Higher growth rates are expected in 2021 for the sectors that have been most penalized in 2020, such as raw materials and automotive and agricultural equipment (about +15%); however, these high growth rates will not likely compensate for the strong fall recorded the previous year, shifting down the sectors’ growth trajectory.
Among consumer goods, a recovery of around 10% is expected for household goods, but still not sufficient to fully recover from the 2020 downturn. Growth is expected to exceed 9% for food products and to almost reach 8% for consumer packaged goods; these categories are expected to fully recover from the 2020 fall. Healthcare products, on the other hand, will continue on their growth path, with a clear acceleration compared to the previous year.


To conclude, some food for thought can be drawn from this comparison.

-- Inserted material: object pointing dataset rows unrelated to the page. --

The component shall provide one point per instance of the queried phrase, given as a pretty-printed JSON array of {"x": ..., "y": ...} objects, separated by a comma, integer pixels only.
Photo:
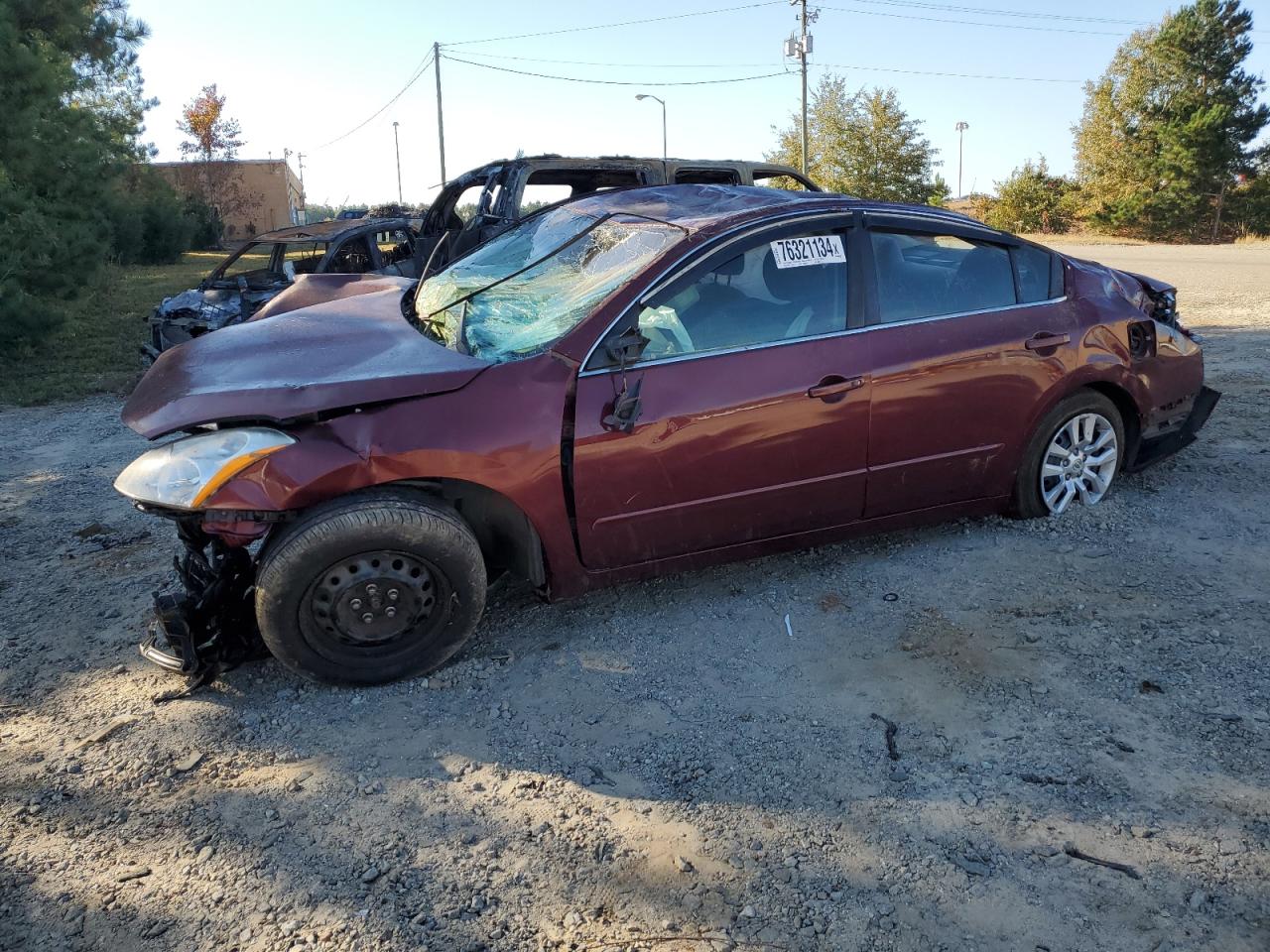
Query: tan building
[{"x": 252, "y": 194}]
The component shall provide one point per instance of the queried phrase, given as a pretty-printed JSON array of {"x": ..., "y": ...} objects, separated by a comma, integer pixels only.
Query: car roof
[
  {"x": 706, "y": 206},
  {"x": 329, "y": 230}
]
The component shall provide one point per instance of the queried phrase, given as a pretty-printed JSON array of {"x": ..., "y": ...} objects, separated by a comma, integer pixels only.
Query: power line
[
  {"x": 423, "y": 64},
  {"x": 976, "y": 23},
  {"x": 613, "y": 82},
  {"x": 998, "y": 12},
  {"x": 743, "y": 64},
  {"x": 622, "y": 23},
  {"x": 645, "y": 63},
  {"x": 933, "y": 72}
]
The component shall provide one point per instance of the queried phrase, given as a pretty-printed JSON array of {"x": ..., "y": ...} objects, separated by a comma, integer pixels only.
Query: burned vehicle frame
[
  {"x": 271, "y": 262},
  {"x": 630, "y": 385},
  {"x": 498, "y": 194}
]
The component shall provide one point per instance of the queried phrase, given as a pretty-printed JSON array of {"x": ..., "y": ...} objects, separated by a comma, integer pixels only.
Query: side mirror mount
[{"x": 626, "y": 348}]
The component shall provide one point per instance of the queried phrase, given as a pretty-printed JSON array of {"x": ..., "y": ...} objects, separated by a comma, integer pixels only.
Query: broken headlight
[{"x": 186, "y": 472}]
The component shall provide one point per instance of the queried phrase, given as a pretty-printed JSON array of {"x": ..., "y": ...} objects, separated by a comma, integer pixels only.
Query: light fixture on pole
[
  {"x": 960, "y": 135},
  {"x": 397, "y": 145},
  {"x": 649, "y": 95}
]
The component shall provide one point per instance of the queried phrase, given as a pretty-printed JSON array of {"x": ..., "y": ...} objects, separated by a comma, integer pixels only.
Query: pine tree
[
  {"x": 1167, "y": 130},
  {"x": 70, "y": 108}
]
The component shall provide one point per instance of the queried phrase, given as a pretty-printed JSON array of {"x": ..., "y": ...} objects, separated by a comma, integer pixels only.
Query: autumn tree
[
  {"x": 1167, "y": 130},
  {"x": 1033, "y": 200},
  {"x": 862, "y": 144},
  {"x": 71, "y": 108},
  {"x": 212, "y": 140},
  {"x": 212, "y": 135}
]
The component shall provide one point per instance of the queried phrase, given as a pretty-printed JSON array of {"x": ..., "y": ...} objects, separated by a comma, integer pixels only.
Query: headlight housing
[{"x": 186, "y": 472}]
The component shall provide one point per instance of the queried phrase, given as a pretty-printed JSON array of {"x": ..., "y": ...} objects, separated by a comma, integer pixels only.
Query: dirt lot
[{"x": 667, "y": 762}]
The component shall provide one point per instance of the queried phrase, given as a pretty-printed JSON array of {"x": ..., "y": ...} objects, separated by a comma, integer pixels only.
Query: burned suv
[
  {"x": 250, "y": 277},
  {"x": 486, "y": 200}
]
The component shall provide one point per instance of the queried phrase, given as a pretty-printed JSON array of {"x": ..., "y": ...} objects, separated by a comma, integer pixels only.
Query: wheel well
[
  {"x": 1129, "y": 414},
  {"x": 507, "y": 538}
]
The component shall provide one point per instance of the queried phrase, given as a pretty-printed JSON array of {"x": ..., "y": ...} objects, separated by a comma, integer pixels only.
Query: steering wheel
[{"x": 666, "y": 333}]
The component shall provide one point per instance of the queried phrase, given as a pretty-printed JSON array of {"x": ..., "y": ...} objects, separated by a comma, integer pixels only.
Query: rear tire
[
  {"x": 1067, "y": 448},
  {"x": 370, "y": 588}
]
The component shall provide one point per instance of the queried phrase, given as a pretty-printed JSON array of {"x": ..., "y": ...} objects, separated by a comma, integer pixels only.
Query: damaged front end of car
[{"x": 198, "y": 311}]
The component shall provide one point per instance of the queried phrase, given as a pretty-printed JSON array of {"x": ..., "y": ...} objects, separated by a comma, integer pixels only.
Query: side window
[
  {"x": 305, "y": 255},
  {"x": 352, "y": 258},
  {"x": 466, "y": 206},
  {"x": 774, "y": 290},
  {"x": 550, "y": 185},
  {"x": 928, "y": 276},
  {"x": 1033, "y": 266}
]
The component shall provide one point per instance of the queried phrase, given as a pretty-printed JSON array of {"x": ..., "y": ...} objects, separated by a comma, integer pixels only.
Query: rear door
[
  {"x": 754, "y": 405},
  {"x": 969, "y": 335}
]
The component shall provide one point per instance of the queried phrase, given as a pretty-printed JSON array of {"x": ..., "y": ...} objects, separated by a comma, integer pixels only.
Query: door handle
[
  {"x": 1044, "y": 340},
  {"x": 834, "y": 386}
]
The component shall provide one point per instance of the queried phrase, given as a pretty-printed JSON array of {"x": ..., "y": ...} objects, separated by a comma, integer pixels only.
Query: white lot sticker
[{"x": 799, "y": 253}]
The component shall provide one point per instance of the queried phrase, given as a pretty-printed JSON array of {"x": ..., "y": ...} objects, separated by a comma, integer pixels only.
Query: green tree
[
  {"x": 1033, "y": 200},
  {"x": 70, "y": 108},
  {"x": 864, "y": 145},
  {"x": 212, "y": 134},
  {"x": 1167, "y": 128}
]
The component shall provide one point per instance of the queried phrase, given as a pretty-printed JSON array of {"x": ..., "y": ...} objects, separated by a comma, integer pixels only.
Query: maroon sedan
[{"x": 627, "y": 385}]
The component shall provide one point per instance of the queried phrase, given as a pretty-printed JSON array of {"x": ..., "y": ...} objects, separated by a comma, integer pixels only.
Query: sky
[{"x": 299, "y": 75}]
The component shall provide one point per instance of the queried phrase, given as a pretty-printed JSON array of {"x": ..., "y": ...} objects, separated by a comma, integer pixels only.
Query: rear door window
[
  {"x": 547, "y": 186},
  {"x": 305, "y": 255},
  {"x": 1034, "y": 267},
  {"x": 706, "y": 177},
  {"x": 769, "y": 291},
  {"x": 353, "y": 257},
  {"x": 930, "y": 276}
]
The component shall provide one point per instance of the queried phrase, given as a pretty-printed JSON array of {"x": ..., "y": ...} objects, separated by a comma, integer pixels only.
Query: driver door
[{"x": 753, "y": 407}]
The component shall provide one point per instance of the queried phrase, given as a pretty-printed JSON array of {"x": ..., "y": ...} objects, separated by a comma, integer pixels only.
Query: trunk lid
[{"x": 320, "y": 357}]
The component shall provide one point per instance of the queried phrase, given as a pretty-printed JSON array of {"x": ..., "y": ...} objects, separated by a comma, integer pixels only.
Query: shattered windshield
[{"x": 516, "y": 295}]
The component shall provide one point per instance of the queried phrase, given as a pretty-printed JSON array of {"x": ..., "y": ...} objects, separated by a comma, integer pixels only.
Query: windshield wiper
[{"x": 532, "y": 264}]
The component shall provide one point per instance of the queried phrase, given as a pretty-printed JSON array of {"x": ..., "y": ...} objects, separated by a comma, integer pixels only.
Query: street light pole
[
  {"x": 960, "y": 136},
  {"x": 397, "y": 145},
  {"x": 649, "y": 95}
]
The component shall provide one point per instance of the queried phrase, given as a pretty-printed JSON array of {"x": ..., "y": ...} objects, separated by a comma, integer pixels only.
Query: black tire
[
  {"x": 318, "y": 574},
  {"x": 1026, "y": 502}
]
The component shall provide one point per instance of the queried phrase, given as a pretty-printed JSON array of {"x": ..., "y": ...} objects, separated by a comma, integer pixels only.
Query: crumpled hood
[
  {"x": 356, "y": 349},
  {"x": 1133, "y": 287}
]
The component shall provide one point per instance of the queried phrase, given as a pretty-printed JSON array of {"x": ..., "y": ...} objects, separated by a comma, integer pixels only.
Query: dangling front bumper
[{"x": 208, "y": 625}]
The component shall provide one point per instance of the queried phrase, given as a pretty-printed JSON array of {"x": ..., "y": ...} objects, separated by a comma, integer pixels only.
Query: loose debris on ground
[{"x": 661, "y": 766}]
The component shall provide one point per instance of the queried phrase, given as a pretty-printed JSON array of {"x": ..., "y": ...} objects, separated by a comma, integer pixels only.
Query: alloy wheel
[{"x": 1080, "y": 462}]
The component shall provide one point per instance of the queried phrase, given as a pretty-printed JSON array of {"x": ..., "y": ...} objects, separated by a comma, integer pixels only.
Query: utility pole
[
  {"x": 649, "y": 95},
  {"x": 801, "y": 48},
  {"x": 960, "y": 136},
  {"x": 304, "y": 198},
  {"x": 441, "y": 122},
  {"x": 397, "y": 145}
]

It has first been made clear how the two crises differ in terms of origin. Contrary to the 2009 crisis, the current one is linked to a factor external to the economic system: if removed with a resolutive therapy or a vaccine, the rebound could be faster than the one observed in 2009; on the contrary, if uncertainty were prolonged, the economic fabric could be structurally damaged, especially in the services sector, pushing many companies out of the market.
There is a general consensus that the crisis will be concentrated in the first two quarters of 2020 and that the recovery will begin in the second half of the year; most of the forecasts for international trade trends in 2020 are based on this assumption. However, this scenario does not take into account the risk of second waves of Covid-19, which are not unlikely. Estimates of the effects of the crisis on international trade are similar to those of 2009, as both crises generated uncertainty and reduced demand. Now as then, it is therefore crucial not to erect barriers to foreign trade, which could exacerbate its contraction.
A big difference from the past that is helping countries to cope with the crisis, however, is the significant and timely action of central banks, which have engaged from the outset, in many countries around the world, in expansionary monetary policy and quantitative easing programmes. At least from this point of view, we may have learnt the lesson of the last crisis, so as not to repeat the same mistakes.